La fonderie spécialisée dans les pièces en fonte pour les suspensions et les échappements et basée à Caudan (Morbihan), qui emploie 245 personnes, a désormais jusqu'au 17 juillet pour trouver trois millions d'euros.
Si l'objectif n'est pas atteint, "alors ça sera la liquidation", a affirmé Eric Guyomard, délégué syndical CGT, à l'issue d'une audience à huis clos au tribunal de commerce de Lorient.
À l'inverse, si les trois millions d'euros sont réunis, la procédure se poursuivra pour permettre à l'entreprise de chercher un repreneur. "Je suis optimiste", assure M. Guyomard.
La décision a été accueillie avec soulagement par quelque 200 personnes rassemblées devant le tribunal.
"Je m'attendais au redressement, pas à la liquidation, car la fonderie mérite d'exister", a réagi Eric Blanchier, salarié et élu CGT. "Maintenant, il faut qu'il y ait des gens sérieux à la tête de l'usine", a-t-il ajouté.
Repreneur en série de sites industriels en difficulté, Europlasma avait demandé mardi le placement en redressement judiciaire de l'entreprise.
Son patron, Jérôme Garnache‑Creuillot, présent à l'audience, a quitté les lieux sans un mot, en évitant salariés et médias, a constaté une journaliste de l'AFP.
Il "ne peut plus s'occuper de l'entreprise", a annoncé à la sortie de l'audience le secrétaire général de la CGT de FDB, Maël Le Goff, une décision accueillie par les applaudissements des salariés présents devant le tribunal. En effet, M. Garnache‑Creuillot a été dessaisi de ses pouvoirs au profit de deux administrateurs judiciaires.
Activité suspendue depuis janvier
Spécialisé dans la dépollution et la fabrication de pièces forgées pour l'industrie de la défense, Europlasma avait repris en avril 2025 la Fonderie de Bretagne, héritière des Forges d'Hennebont et longtemps prestataire de Renault, qui avait créé l'usine en 1966.

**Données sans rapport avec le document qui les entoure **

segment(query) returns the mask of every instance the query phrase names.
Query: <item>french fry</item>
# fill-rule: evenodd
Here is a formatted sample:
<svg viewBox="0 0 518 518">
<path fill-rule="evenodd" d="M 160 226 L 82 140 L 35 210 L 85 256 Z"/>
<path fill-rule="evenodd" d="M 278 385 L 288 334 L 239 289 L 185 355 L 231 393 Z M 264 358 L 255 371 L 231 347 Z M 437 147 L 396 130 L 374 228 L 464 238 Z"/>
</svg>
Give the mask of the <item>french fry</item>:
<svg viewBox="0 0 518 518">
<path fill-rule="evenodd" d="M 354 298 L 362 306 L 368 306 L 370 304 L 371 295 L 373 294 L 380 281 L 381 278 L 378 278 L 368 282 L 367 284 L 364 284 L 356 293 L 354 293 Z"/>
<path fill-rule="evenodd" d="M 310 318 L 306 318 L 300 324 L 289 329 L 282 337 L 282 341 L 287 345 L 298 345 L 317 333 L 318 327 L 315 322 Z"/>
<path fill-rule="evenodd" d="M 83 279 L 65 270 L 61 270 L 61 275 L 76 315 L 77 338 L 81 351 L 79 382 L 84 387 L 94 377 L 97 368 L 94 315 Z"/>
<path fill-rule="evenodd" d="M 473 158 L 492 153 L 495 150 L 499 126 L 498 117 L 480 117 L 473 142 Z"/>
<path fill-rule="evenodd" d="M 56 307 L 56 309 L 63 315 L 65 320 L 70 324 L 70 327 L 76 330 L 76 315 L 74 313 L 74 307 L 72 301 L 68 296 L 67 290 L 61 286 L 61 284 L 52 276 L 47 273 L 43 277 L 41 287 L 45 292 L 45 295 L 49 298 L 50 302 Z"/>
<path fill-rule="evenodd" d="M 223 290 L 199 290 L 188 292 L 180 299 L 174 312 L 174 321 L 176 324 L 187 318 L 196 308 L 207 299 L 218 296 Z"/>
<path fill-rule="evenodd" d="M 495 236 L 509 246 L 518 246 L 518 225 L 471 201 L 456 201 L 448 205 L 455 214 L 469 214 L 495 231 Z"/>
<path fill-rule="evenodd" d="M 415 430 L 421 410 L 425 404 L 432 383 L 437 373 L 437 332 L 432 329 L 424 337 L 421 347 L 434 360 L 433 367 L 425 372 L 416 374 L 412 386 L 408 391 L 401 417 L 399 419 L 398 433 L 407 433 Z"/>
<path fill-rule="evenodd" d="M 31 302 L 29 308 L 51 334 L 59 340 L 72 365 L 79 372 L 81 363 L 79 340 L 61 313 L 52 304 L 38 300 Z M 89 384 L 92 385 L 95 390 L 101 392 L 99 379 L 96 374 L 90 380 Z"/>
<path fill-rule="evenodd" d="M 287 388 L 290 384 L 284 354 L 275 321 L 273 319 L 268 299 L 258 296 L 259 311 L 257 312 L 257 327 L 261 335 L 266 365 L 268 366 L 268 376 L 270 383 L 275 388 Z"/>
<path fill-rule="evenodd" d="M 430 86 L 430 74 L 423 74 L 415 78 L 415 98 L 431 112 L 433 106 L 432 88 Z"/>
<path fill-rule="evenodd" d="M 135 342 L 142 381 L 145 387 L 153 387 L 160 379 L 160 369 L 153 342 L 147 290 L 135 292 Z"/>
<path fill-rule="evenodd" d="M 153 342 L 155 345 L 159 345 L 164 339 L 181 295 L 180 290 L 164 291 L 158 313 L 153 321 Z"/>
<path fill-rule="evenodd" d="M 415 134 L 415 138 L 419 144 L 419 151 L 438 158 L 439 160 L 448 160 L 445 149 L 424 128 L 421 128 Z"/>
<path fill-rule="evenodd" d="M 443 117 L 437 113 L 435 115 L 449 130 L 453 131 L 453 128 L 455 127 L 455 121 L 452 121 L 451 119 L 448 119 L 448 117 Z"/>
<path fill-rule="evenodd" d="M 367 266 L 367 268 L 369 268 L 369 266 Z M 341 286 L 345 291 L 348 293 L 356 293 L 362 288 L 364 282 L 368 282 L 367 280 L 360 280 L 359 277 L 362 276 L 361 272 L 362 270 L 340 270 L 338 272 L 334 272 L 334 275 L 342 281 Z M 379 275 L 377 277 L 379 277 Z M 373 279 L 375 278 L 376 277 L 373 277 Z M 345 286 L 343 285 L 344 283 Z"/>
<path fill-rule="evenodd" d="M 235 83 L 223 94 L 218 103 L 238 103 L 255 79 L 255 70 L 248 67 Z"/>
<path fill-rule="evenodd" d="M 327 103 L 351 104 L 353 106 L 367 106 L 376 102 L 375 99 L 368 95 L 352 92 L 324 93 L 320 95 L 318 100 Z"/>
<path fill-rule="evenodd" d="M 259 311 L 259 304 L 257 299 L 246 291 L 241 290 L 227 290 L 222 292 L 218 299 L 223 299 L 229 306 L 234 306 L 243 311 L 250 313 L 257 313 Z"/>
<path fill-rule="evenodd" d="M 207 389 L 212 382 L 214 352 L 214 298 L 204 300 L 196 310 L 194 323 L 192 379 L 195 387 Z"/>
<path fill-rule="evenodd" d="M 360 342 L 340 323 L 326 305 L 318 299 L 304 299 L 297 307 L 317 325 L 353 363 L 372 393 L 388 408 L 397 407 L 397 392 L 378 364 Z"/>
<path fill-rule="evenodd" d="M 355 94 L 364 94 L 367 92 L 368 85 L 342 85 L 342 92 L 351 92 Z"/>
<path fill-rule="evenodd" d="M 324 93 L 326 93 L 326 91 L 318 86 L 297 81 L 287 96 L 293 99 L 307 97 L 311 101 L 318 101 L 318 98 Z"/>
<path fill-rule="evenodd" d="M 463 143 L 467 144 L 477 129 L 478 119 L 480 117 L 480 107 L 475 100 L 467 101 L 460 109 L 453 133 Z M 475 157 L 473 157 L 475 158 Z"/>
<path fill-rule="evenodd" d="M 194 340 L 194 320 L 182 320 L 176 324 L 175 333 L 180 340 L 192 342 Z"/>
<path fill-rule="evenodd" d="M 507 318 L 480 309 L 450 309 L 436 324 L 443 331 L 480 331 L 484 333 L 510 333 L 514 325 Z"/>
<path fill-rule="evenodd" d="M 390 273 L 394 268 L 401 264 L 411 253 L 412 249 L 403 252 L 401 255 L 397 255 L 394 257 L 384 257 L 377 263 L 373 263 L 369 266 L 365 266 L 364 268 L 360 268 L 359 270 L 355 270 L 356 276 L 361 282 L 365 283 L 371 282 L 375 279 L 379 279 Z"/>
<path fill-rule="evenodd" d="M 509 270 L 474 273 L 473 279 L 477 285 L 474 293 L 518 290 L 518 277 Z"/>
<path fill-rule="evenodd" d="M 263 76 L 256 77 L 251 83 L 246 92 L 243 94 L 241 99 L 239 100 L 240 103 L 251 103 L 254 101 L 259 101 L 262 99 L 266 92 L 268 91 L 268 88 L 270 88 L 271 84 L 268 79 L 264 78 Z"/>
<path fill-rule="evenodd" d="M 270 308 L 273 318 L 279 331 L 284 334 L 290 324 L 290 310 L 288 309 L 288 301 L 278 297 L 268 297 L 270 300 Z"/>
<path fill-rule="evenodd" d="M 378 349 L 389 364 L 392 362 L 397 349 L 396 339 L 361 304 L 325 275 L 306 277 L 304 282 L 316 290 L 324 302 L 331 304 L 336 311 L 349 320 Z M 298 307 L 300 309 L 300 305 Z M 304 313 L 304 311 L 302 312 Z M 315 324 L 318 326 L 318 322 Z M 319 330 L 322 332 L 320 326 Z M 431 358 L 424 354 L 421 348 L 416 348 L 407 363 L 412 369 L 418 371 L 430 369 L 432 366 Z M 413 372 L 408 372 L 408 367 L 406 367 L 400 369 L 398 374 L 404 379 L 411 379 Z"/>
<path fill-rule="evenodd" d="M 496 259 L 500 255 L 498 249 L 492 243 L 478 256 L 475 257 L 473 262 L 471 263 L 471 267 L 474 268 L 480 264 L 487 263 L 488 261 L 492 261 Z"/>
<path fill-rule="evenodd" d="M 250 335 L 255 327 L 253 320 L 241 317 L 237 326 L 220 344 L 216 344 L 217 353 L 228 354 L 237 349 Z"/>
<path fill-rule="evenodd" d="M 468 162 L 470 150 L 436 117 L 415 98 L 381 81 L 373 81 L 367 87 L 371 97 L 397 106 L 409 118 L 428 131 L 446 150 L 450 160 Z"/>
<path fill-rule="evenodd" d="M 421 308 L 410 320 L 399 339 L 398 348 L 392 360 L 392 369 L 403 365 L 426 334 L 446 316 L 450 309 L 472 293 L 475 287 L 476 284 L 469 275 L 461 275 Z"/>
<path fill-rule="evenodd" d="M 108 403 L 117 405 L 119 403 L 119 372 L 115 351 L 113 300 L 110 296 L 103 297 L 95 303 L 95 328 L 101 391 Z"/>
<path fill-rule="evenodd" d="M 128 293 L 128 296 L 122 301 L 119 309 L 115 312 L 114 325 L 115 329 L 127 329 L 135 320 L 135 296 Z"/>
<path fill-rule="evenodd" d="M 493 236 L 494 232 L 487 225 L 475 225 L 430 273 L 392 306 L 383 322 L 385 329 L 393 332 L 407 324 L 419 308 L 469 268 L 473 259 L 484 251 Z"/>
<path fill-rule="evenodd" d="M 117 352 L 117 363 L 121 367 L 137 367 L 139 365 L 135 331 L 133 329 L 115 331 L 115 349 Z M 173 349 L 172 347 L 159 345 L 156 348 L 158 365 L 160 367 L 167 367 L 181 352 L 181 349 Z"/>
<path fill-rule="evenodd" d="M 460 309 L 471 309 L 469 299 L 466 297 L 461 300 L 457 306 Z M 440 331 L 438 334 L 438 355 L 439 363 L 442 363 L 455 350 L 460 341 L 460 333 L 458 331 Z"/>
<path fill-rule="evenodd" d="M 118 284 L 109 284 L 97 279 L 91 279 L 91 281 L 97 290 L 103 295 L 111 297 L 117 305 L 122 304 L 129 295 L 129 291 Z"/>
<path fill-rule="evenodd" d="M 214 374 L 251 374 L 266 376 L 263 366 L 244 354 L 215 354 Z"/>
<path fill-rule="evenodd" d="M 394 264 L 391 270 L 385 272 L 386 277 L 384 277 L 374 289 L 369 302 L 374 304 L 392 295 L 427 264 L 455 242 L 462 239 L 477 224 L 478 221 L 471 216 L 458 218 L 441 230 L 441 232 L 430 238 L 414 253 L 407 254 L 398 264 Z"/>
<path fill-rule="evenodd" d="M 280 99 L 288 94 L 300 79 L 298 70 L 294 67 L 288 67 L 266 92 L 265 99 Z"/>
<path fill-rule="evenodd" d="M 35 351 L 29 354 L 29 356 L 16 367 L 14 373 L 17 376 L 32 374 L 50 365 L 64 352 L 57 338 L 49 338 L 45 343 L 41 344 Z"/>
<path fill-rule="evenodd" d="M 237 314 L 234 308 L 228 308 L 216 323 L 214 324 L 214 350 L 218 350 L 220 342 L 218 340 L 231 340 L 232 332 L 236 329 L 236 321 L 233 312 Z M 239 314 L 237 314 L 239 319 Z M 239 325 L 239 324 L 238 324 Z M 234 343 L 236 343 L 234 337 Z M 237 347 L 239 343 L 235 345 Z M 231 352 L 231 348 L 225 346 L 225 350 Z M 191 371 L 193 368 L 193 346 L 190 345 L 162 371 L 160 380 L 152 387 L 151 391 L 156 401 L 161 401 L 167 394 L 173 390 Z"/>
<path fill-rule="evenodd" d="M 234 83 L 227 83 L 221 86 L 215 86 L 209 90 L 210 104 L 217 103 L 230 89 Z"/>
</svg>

Europlasma s'était engagé à investir sur le site de Caudan 15 millions d'euros sur trois ans et affirmait vouloir diversifier la production, notamment avec la fabrication de corps creux pour des obus de mortier. Mais selon Maël Le Goff, le groupe n'a jamais versé l'intégralité des sommes promises.
Déjà confrontée à une activité quasi à l'arrêt - en un peu plus d'un an, l'usine n'a fonctionné que quelques semaines - la Fonderie de Bretagne n'a jamais repris sa production depuis le grave incendie qui a endommagé l'un de ses fours en janvier.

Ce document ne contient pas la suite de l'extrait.